SimpliVity looks to stand out in 'noisy' hyper-converged market

Hyper-converged systems are 'nowhere near' as common as people think, says analyst

While Nutanix stole the hyper-convergence headlines in 2016 with its IPO, rival SimpliVity was waiting in the wings to pounce on the opportunity that the mainstream attention was bringing to the hyper-converged market.

Who are they?

The basic principle of hyper-convergence is pulling together infrastructure functions including compute, storage, networking and virtualisation into one hardware box.

Founded in 2009 and headquartered Massachusetts, SimpliVity claims its mission is to "simplify" modern datacentres with its "revolutionary and disruptive innovation".

In March 2015 a valuation of over $1bn was reached after the vendor raised $175m in Series D funding - taking its total amount raised to $276m.

Recent high-profile UK client coups include the signings of Merlin Entertainment and Red Bull Racing.

Partner community

Speaking to CRN SimpliVity channel sales VP George Hope said that the vendor operates a two-tier 100 per cent channel strategy worldwide, and currently has around 50 UK partners.

He explained that there are currently no active plans to recruit new UK partners, with the majority of channel investment set to be ploughed into growing existing relationships.

"We're in decent shape in the UK in terms of partnerships," he said. "We have about 50 partners signed up - not all of them are active but our strategy is to invest resources, time and energy into the biggest opportunities where we have the most bidirectional commitment.

"That's not to say we're not recruiting new partners - as we add new platforms new partners stand up and take notice and want to join the mission, but we are working a lot on making the ones that have made early commitments to us as successful as possible."

Neil Jelley, sales director at Birmingham-based SimpliVity partner UK IT Corp, said that SimpliVity being slightly later to market than the likes of Nutanix has proved to be an advantage.

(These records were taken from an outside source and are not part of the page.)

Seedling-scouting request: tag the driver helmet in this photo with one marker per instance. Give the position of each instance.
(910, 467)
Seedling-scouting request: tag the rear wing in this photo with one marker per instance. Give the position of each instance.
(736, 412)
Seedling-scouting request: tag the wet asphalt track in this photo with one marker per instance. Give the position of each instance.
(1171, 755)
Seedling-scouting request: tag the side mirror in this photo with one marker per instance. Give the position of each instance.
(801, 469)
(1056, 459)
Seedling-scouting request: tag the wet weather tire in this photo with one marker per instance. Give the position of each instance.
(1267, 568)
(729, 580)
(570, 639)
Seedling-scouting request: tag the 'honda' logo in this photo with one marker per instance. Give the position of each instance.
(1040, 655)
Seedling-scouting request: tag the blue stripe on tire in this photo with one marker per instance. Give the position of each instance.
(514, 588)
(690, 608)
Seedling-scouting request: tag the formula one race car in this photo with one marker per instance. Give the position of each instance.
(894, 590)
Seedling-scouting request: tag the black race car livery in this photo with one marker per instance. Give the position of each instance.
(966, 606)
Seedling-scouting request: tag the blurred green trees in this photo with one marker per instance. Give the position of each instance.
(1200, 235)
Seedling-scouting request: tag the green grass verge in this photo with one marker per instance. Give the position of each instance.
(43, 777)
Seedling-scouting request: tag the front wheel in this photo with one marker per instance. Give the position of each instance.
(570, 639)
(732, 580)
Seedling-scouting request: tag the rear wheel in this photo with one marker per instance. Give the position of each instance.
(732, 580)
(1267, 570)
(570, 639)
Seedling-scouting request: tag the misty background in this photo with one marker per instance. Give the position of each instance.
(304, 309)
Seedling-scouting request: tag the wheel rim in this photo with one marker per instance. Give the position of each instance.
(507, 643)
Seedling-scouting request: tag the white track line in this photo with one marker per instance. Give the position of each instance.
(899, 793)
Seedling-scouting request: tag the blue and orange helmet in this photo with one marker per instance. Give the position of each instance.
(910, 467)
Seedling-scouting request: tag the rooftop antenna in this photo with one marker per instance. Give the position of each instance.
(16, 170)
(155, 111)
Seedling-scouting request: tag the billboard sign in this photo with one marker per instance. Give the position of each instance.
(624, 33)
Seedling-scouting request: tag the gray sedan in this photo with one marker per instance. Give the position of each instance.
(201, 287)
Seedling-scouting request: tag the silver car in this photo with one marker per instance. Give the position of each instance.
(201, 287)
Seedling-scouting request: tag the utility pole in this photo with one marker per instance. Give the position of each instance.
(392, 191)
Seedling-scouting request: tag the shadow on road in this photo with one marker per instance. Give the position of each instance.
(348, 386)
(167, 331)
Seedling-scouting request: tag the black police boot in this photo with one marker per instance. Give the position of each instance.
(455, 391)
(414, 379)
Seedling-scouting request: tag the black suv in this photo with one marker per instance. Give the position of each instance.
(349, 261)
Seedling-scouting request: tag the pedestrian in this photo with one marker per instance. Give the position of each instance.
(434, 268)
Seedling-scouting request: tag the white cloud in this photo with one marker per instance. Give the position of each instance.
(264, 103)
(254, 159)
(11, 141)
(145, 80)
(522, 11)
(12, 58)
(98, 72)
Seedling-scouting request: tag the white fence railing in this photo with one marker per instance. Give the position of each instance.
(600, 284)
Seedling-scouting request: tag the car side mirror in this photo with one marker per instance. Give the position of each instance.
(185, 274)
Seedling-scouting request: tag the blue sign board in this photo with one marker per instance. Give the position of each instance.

"[SimpliVity is] a massive step forward in the hyper-converged space and the opportunities it creates are enormous," he said.

"We know they're pretty new to the market and we know that they're a little bit behind the curve to some of the others like Nutanix, but the big advantage is that there are some limitations to Nutanix, picking on them as an example, which SimpliVity, because they're a little bit later to market, have ironed out.

"With the whole hyper-converged messaging, depending on who it is and how they put it across, there are still layers of complexity to it. SimpliVity seems to have taken all of that out and delivered it in such a simple way that when we've engaged with clients and explained how it works they can't quite get their head around how obvious it is."

Channel strategy

A key part of SimpliVity's go-to-market strategy is its meet-in-the-channel relationships with vendor giants. A Huawei alliance was announced at the end of last year in addition to existing partnerships with Cisco, Lenovo and Dell.

Hope said that the role of the vendor's three UK distributors - Arrow, Comstor and Exertis - helps reseller partners integrate these solutions.

"The beauty of 'meet in the channel' is that the VARs can buy our technology on whatever platform they choose, but if you're not buying it as an appliance it has to be integrated.

"You get to choose your server and choose the SimpliVity software, but what distribution has brought to the table, which has helped us tremendously, is there integration capabilities.

"If you're a VAR in the UK and you want to buy SimpliVity on Lenovo we have distribution there set up to source the Lenovo, source SimpliVity and do the integration so VARs have the ability to buy the appliance but in their own flavour."

What the analysts say

Despite the hype around hyper-convergence and some of its market leaders Tony Lock, analyst at Freeform Dynamics, said that its presence so far is relatively weak.

"The penetration of hyper-converged systems is nowhere near as great as people think it is," he said.

"Hyper-convergence has had a huge amount of publicity over the last couple of years and everyone believes that the world is using it every day of the week.

"There is lots of interest but not much real use of it yet - it's still very early days."

He explained that one of the big obstacles facing potential users is deciding how they should purchase a solution - as an appliance from one vendor or to build it themselves.

On top of that he said that while a number of vendors use the term hyper-converged, their products can often be very different to each other in how they work.

"It's a very noisy market," he said, "There are some reasonably small companies that have got very high profiles, Nutanix being one, and then you have all the existing gorillas that have offerings as well so one of the big challenges is to convince people why they should pick them.

"SimpliVity does do some things very differently to others and when I first met them I took some convincing, particularly for some of the compression ratios that they talked about, but the way they do that is architecturally different to many others so that is something that they need to do a bit of education around."